Accounting for Success

May 16, 2017 - 11 minutes read

In 1961 I graduated from the business school at the University of Southern California with a B.S. degree in accounting.

I was thrilled to be the commencement speaker for the Leventhal School of Accounting last week, before an audience of four hundred graduates and a thousand friends and parents. I’d like to share with you my speech, slightly edited.

Remember, this speech is intended primarily for accountants, but I think it applies to all of us.

My speech:

Congratulations to all University of Southern California accounting graduates of 2017, your parents who may not ever get out of debt, your professors who are thrilled to see you go – for the right reasons, I’m sure, and guests who just happened to wander by and sit down to hear me speak.

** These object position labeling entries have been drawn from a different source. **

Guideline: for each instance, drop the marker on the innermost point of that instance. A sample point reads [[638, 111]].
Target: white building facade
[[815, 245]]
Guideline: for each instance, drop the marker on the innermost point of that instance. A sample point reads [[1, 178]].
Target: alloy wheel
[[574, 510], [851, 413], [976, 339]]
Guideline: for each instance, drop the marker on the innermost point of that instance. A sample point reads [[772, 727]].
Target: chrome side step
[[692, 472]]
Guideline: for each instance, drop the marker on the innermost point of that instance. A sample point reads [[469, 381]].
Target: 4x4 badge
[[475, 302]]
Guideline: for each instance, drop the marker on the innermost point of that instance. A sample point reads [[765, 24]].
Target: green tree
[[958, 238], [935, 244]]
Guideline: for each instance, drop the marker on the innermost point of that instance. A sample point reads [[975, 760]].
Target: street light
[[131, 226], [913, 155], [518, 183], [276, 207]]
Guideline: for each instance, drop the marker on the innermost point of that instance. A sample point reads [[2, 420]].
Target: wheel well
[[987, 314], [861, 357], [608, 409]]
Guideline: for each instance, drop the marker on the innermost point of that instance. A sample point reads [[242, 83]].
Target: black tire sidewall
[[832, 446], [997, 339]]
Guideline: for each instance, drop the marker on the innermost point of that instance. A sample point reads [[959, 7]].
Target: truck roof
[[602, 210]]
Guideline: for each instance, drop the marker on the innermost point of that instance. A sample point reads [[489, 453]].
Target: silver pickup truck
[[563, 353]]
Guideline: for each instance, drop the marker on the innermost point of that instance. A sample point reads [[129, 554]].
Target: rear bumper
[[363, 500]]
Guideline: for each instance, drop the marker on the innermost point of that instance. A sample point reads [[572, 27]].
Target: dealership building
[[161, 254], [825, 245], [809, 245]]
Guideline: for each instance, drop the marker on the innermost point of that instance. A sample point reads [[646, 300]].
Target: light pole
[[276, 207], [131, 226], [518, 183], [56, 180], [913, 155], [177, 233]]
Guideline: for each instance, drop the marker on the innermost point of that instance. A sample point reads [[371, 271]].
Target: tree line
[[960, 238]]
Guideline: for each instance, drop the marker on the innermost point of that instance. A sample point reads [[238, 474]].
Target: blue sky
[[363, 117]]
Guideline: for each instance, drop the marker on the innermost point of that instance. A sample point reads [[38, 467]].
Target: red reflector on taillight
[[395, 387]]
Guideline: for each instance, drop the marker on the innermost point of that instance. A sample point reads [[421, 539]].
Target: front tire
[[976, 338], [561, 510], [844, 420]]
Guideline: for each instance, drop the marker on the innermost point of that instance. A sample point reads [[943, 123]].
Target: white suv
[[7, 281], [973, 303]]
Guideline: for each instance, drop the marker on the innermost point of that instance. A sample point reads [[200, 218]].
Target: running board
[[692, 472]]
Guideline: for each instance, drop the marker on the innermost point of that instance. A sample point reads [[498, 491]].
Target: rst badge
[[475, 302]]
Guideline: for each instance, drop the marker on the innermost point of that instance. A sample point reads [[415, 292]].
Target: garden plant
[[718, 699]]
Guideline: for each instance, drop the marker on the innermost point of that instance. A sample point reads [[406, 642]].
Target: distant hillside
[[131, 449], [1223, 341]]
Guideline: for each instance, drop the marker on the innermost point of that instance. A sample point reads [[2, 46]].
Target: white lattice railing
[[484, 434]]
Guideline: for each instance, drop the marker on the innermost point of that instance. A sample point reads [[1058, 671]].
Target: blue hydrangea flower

I’ll start with a confession. I love accounting. I actually enrolled in a bookkeeping class in high school, when accounting was not cool. And every night for years I kept my own set of personal set of books. I recorded every cent of my income and expense, and made sure that the debits always equaled the credits. How geeky is that? And you know what you call a trial balance that doesn’t balance — A very late night.

I was seventeen years old in September, 1957, that was about four centuries ago, when I first walked onto the USC campus as a freshman. As Dean Holder mentioned, I’ve been a Trojan ever since.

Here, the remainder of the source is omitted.